A former associate of Kapil says there was still a chance that things could have been turned around, but a knockout punch was delivered soon after. Four months after its stock price crashed, Cobrapost wrote that DHFL’s promoters had siphoned off over Rs.310 billion. Terming it the biggest scam in Indian history, the article claimed it was pulled off with the help of shell companies to whom loans and advances were made. “That just killed us and we knew it would be impossible to recover from that point,” says the associate.
Prior to this, Kapil, between that November and December, was in discussion with some of the largest private equity funds to invest in DHFL. An official at a large PE fund, who met Kapil then, says the company’s retail book was still good. “The problem was with the wholesale book (loans given out to developers). It was terrible and that’s why he was looking to raise money. No sensible investor would touch it,” he says. What stands out in this person’s mind was Kapil’s demeanour. “Looking at him, you could never guess that he was in the middle of a mess. He just seemed so cocksure about everything.”
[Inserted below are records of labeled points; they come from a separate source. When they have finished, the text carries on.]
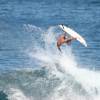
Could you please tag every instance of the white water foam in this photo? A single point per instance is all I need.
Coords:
(50, 56)
(17, 94)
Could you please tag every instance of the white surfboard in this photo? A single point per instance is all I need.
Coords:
(73, 34)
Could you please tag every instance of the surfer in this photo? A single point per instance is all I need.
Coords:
(64, 39)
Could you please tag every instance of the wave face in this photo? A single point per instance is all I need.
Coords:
(57, 76)
(31, 67)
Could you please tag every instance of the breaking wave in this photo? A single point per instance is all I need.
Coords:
(58, 77)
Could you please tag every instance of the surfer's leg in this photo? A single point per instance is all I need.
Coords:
(59, 49)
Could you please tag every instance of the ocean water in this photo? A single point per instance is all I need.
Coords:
(31, 67)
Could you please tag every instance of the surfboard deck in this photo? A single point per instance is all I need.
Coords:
(74, 34)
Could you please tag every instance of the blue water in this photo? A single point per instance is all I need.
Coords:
(22, 24)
Once the IL&FS crisis broke out, the big lenders feared (and rightly so) that more NBFCs would be in a soup (See: Crisis of confidence). They tightened their lending norms. Take the case of SBI, which can lend up to 15% of its capital to a single entity and up to 20% at a group level. The downgrade saw it bring down the number to 10%. Once SBI acted tough, the other state-owned banks took the cue and cut back on its lending.
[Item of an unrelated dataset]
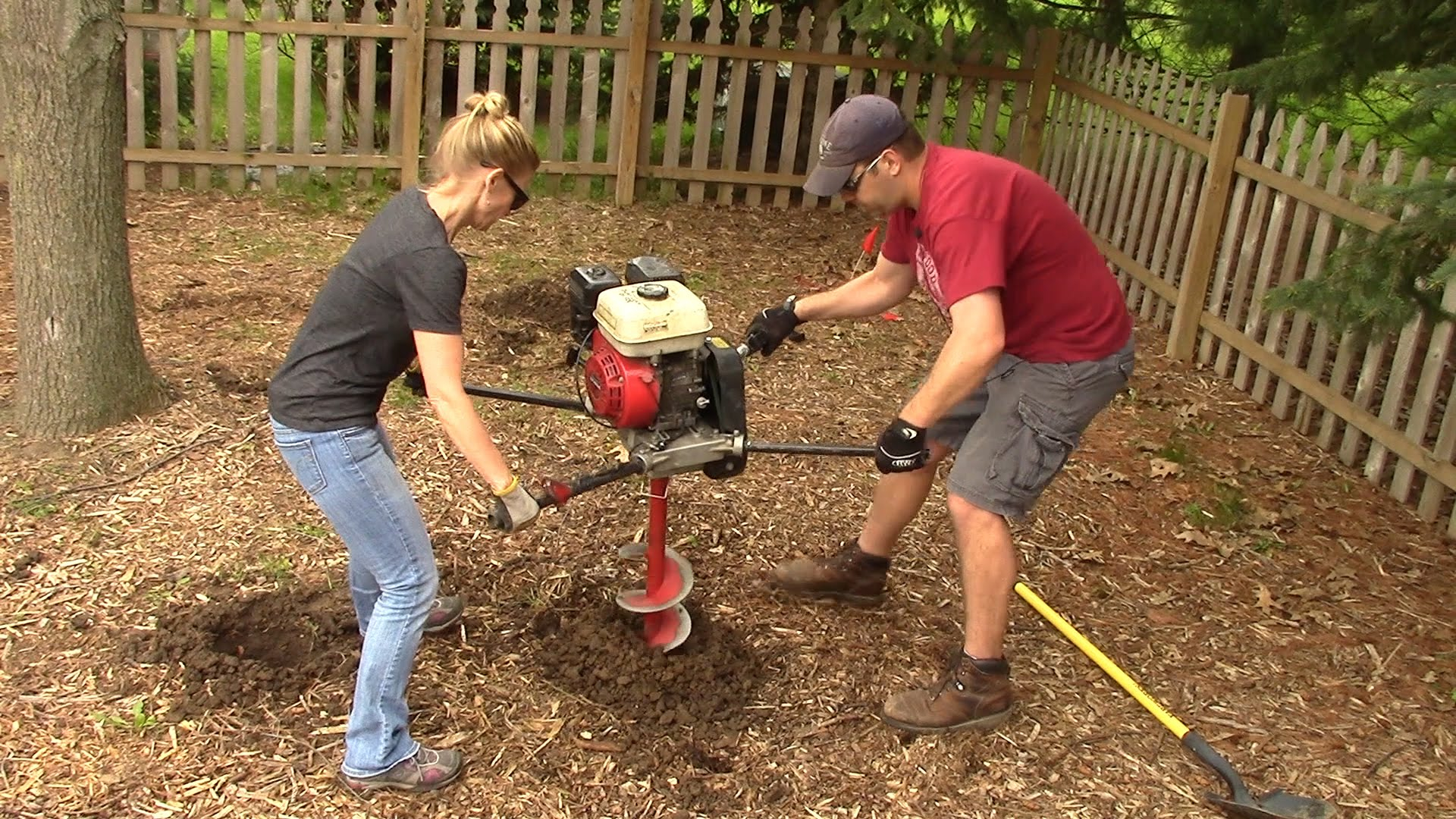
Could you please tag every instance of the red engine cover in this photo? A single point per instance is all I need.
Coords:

Things took an even sharper turn for the worse. When Kapil walked into SBI’s headquarters in July 2019, he thought it was for a routine meeting to discuss the way forward for DHFL. However, he was confronted with an aggressive bunch of lenders. The consortium made it clear that Kapil had to step down and a new CEO had to be brought in to run the business. “The bankers told Kapil that their debt would be converted into equity. The promoters holding was to reduce from 40% to just over 20%,” says a banker who was closely involved in the process. The plan was to get a strategic investor to buy the holding that the promoters would dilute.
Assuming it was his job to find a replacement, Kapil’s team began scouting for the right candidate and, over the two months, three to four individuals had been shortlisted. Unknown to them, the lenders had made their move behind the scenes. It was a couple of days before DHFL’s annual meeting on September 28, 2019, when the lenders told Kapil that a CEO had been chosen. The person was Vajinath Gavarshetty, a former SBI hand, and it was clear that Kapil was now running short on time and friends. In November 2019, the RBI referred DHFL to the National Company Law Tribunal. It became the first financial services firm to be taken to the tribunal.
The story of DHFL and the Wadhawan brothers presents a case of a company that grew on unbridled ambition, aided by powerful friends. But, when things began to get uncomfortable, both aspiration and friendships proved hollow. The company is also an illustration of all that is wrong in India’s NBFC story, in which lenders always have to take the hardest hit. When will India Inc and its regulators tire of this oft-repeated farce?